Department of Speech and Hearing Science

Alerting/Signaling Devices

Alerting/Signaling devices alert users to sounds or situations that they may not otherwise hear. These devices are very important for safety, security and convenience. Individuals with all degrees of hearing loss will find alerting/signaling devices to be useful. These devices are designed for both residential use and commercial use including hotels/motels. It is important that the ability to hear or detect a signal be considered not only under ideal circumstances but also under adverse conditions when other sounds are present, from a distance or when the person is asleep and the hearing aids are removed.

Sounds that Can Be Monitored

Device-to-person signaling
e.g. Telephone/TTY, doorbell/door knock, alarm clock, timers, fire/smoke alarm, security systems, appliances, etc.

Person-to-person signaling
e.g. Baby cry, paging of a person from another room or outside. Sophisticated office communication systems are available to send and receive visual messages between secretary and boss, or other co-workers.

Alerting Modes

An alerting/signaling device will alert a person to a sound or situation by utilizing one or more alerting modes.

Auditory
Alerts user to a sound by making it louder, lower in pitch or by bringing it closer to the listener.

Visual
Alerts user to a sound by flashing a bright light or strobe

Vibrotactile
Alerts user to a sound by activating a vibrating device that may be body-worn or placed under a pillow or bed mattress

Types of Sound Detection

Alerting/Signaling devices monitor a sound either by direct electrical connection or by a microphone pick-up. Examples of direct connection include plugging directly into a modular phone jack or hardwiring to an existing doorbell chime. Devices that use a microphone pick-up need to be placed as close to the sound source as possible and can be adjusted for sensitivity. This method must be used when monitoring sounds such as a baby's cry. False signals triggered by undesired sounds pose a problem for microphone activated devices and are more effectively minimized by using a direct connect method.

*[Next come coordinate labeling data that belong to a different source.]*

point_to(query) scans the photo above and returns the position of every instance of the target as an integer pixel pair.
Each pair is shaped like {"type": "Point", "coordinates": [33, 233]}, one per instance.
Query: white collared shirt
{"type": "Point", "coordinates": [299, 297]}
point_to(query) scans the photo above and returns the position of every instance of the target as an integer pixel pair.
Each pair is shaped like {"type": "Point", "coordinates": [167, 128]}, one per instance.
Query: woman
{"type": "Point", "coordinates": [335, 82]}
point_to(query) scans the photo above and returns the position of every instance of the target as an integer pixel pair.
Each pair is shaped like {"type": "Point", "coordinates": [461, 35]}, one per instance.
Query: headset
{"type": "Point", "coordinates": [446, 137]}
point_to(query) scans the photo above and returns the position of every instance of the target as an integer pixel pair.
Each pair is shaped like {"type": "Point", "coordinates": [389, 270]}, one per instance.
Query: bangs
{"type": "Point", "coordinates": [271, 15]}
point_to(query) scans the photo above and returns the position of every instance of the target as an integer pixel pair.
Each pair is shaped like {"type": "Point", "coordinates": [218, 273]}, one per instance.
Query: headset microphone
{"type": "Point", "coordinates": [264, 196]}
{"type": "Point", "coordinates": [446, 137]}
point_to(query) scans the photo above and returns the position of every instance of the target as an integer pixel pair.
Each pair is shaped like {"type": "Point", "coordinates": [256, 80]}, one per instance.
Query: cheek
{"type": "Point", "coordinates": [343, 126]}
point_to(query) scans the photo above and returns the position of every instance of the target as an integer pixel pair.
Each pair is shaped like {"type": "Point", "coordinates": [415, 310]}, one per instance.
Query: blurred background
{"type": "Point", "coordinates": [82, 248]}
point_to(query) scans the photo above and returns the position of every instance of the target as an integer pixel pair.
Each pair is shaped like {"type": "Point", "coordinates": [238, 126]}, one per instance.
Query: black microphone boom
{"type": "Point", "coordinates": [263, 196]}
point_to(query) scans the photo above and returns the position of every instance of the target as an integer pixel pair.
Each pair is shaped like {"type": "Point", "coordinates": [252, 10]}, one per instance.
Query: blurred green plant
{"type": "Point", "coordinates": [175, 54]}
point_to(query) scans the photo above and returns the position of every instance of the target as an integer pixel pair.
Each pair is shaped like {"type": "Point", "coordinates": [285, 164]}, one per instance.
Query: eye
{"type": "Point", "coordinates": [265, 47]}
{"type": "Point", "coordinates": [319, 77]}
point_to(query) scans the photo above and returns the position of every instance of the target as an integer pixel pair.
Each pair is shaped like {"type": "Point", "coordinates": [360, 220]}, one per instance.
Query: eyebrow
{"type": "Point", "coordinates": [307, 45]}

Types of Signal Transmission

Some alerting/signaling devices are hard wired and alert the user only in the location where it is placed close to or directly connected to the sound source. Other devices or systems are wireless and capable of alerting the user throughout different rooms in a home. Wireless systems utilize one or more transmitters and receivers and send a "wireless" signal by using either a FM line carrier signal or a FM airborne signal transmission. Alerting/signaling devices may also be either single function devices or multi-function devices. Single function devices signal only one type of sound source such as the phone/TTY or doorbell. Multi-function devices or systems are capable of signaling two or more sound sources.